At that dinner we officially launched the One Mitzvah initiative. ‘Mitzvah’ means good deed. The Jewish community has suggested 15 kinds of charitable acts people can perform, each in memory of one of the Bondi victims. It’s their way of following Joseph’s example of taking human evil and turning it, in God’s name, to good (Gen 50:20). This is consistent with the Jewish belief that God reveals himself and his moral laws to all people, therefore everyone, of every ethnicity and religion and even irreligion, can perform righteous deeds which benefit themselves, their families, their communities, and the nation. The Apostle Paul refers to that belief when he says in Romans 2:14-15 that we “Gentiles, who do not have the law,” still have “the requirements of the law written on [our] hearts.”
Protestant Christians don’t believe we can be right with God through these good deeds. We are saved by God’s grace, through faith in Christ alone: Romans 5:21-26; Ephesians 2:8-9. But that doesn’t mean we should avoid doing good towards the people around us! Christ called us to love our neighbour as ourselves, Matt 27:37-40; Mark 12:29-31; Luke 10:27-28. We are made new in Christ to do good works, Ephesians 2:10. The One Mitzvah initiatives are all thoroughly consistent with Christian morality. So I commend them to you. Let’s turn evil into good, in the name of our Lord and God Jesus Christ, who took the ultimate evil of all the world’s sin and turned it into the ultimate good of saving the world.
I also attended the Opera House memorial on the national day of mourning on January 22nd. It was a celebration of heroism and communal resilience. Ahmed al Ahmed, who disarmed one of the gunmen, and 14-year-old Chaya Dadon, who shielded two younger children, received tumultuous applause. Both were still recovering from the injuries they sustained during the attack. NSW Premier Chris Minns was welcomed with a standing ovation. He promptly congratulated NSW opposition leader Kellie Sloane for the way she had turned up and rendered first aid while the attack was still progressing, ensuring she received a standing ovation too!

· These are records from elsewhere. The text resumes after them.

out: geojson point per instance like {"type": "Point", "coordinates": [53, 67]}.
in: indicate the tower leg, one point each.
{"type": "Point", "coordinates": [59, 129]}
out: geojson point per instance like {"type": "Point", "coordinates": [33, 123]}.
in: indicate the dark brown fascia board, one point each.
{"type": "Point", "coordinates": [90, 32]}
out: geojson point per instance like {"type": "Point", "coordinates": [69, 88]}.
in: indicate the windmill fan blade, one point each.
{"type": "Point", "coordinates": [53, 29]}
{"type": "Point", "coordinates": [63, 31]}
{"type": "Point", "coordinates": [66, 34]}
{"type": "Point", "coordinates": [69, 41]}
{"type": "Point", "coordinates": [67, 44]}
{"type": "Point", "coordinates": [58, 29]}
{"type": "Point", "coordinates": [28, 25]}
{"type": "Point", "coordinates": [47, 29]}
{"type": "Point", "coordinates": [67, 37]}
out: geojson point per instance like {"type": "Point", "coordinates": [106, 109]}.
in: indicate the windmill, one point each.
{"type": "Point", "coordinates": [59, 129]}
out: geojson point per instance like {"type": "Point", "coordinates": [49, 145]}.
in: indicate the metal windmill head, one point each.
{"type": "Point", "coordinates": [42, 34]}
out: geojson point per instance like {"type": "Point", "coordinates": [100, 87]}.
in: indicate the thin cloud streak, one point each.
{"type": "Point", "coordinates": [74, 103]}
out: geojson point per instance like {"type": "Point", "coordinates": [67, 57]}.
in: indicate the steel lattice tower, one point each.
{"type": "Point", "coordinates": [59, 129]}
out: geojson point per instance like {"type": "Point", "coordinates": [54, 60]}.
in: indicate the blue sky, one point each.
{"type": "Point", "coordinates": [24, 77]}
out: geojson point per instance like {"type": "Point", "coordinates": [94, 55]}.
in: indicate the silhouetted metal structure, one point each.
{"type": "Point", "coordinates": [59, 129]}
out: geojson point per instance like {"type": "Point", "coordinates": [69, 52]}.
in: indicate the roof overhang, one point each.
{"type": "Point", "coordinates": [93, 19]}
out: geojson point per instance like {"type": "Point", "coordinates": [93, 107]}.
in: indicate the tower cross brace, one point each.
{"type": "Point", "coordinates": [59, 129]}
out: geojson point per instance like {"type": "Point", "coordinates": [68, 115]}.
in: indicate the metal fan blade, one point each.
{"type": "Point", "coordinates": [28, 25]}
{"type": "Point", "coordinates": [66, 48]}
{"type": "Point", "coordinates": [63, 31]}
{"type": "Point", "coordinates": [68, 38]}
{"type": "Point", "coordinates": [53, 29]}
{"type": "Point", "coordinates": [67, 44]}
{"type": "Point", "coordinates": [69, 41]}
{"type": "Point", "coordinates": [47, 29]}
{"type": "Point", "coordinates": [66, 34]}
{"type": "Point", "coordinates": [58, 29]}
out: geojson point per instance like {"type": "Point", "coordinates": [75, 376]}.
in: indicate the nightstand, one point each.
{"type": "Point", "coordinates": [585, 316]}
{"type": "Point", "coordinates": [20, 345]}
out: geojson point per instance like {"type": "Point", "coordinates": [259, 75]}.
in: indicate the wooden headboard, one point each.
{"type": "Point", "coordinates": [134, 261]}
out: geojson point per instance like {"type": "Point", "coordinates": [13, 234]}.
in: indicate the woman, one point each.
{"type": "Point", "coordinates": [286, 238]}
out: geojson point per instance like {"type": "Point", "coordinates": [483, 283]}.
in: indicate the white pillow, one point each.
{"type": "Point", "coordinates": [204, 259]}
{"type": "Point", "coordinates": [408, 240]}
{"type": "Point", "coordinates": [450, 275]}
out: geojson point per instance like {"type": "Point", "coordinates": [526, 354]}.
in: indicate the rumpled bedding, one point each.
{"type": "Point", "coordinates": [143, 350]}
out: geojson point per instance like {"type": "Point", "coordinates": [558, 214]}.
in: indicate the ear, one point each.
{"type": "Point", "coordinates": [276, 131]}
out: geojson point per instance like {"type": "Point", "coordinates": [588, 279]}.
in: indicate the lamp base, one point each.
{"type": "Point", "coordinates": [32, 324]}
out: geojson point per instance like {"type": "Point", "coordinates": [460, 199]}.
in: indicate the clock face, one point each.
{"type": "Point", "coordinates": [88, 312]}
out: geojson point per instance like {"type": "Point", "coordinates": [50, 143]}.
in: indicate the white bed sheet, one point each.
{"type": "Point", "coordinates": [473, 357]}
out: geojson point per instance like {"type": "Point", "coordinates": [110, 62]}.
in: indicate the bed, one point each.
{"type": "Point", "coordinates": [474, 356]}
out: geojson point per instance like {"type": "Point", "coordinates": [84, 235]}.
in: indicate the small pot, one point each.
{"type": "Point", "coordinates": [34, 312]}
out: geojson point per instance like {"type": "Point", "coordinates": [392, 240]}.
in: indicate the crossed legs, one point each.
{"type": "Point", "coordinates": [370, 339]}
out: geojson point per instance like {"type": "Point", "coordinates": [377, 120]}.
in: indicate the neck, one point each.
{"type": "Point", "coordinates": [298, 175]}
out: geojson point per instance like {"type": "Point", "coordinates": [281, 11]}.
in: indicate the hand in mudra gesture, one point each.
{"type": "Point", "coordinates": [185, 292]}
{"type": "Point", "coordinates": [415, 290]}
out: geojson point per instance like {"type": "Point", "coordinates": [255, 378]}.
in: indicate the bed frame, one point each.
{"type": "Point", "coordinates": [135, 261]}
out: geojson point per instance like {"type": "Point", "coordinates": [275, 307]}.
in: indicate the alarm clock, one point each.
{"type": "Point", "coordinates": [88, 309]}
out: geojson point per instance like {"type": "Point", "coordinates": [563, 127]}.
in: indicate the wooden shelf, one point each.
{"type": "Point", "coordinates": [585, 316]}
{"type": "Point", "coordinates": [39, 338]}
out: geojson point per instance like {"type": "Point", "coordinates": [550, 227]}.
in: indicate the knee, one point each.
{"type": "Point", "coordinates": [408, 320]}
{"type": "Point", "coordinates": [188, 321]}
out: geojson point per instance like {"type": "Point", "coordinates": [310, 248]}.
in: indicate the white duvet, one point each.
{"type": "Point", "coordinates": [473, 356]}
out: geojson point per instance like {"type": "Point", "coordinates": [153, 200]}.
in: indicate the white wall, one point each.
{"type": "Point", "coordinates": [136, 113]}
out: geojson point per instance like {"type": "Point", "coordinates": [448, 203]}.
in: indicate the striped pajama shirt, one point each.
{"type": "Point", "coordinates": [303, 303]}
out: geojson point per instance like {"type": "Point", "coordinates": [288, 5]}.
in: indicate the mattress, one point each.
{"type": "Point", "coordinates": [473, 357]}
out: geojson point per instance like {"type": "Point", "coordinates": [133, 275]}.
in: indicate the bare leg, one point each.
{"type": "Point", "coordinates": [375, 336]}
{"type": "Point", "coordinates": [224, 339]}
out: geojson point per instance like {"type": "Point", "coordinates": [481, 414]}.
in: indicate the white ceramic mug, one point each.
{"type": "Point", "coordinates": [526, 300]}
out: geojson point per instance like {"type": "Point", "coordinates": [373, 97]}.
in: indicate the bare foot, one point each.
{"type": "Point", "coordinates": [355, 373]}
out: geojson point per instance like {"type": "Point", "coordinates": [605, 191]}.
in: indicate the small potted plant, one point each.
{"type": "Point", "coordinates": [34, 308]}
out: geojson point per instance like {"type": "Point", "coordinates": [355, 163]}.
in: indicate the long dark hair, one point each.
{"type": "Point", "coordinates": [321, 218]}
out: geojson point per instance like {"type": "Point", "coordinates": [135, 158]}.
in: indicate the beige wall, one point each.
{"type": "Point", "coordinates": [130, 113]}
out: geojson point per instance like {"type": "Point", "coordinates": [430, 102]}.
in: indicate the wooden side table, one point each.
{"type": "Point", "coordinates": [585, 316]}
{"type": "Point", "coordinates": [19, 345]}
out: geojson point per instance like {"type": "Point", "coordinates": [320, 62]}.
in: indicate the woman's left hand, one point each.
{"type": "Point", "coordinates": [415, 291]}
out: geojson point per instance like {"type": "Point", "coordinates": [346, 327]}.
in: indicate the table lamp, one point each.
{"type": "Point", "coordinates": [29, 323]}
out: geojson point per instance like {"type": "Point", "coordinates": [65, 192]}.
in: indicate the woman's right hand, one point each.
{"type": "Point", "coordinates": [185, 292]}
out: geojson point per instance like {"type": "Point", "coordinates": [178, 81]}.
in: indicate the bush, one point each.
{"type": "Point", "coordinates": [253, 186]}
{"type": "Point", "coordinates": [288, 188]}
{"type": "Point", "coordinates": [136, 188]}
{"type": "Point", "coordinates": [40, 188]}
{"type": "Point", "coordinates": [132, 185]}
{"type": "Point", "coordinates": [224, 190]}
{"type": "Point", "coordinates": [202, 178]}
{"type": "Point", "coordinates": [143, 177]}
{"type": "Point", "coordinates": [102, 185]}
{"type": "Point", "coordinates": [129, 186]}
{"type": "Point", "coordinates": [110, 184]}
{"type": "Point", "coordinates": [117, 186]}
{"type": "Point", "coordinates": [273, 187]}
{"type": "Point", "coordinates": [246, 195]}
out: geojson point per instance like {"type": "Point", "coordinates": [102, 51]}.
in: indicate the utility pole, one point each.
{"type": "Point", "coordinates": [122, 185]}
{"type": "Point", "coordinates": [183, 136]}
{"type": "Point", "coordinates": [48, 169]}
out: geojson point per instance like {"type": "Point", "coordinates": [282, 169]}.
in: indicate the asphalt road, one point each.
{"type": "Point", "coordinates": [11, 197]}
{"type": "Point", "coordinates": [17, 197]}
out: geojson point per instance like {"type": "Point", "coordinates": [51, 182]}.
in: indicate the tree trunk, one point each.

I found the whole event encouraging. It gave me courage: it put steel in my spine. It motivated me to work towards the peace and safety of our state and nation – and do so in the name of Jesus Christ, Lord of all nations. The Presbyterian Church, and the global church in general, is a microcosm of the kind of peace and harmony which Christ brings. We can’t save the world; only Christ can do that. But we can make the world a better place for everyone. In today’s increasingly fractured, suspicious, and polarised world, let’s recommit to doing that, in the name of our God.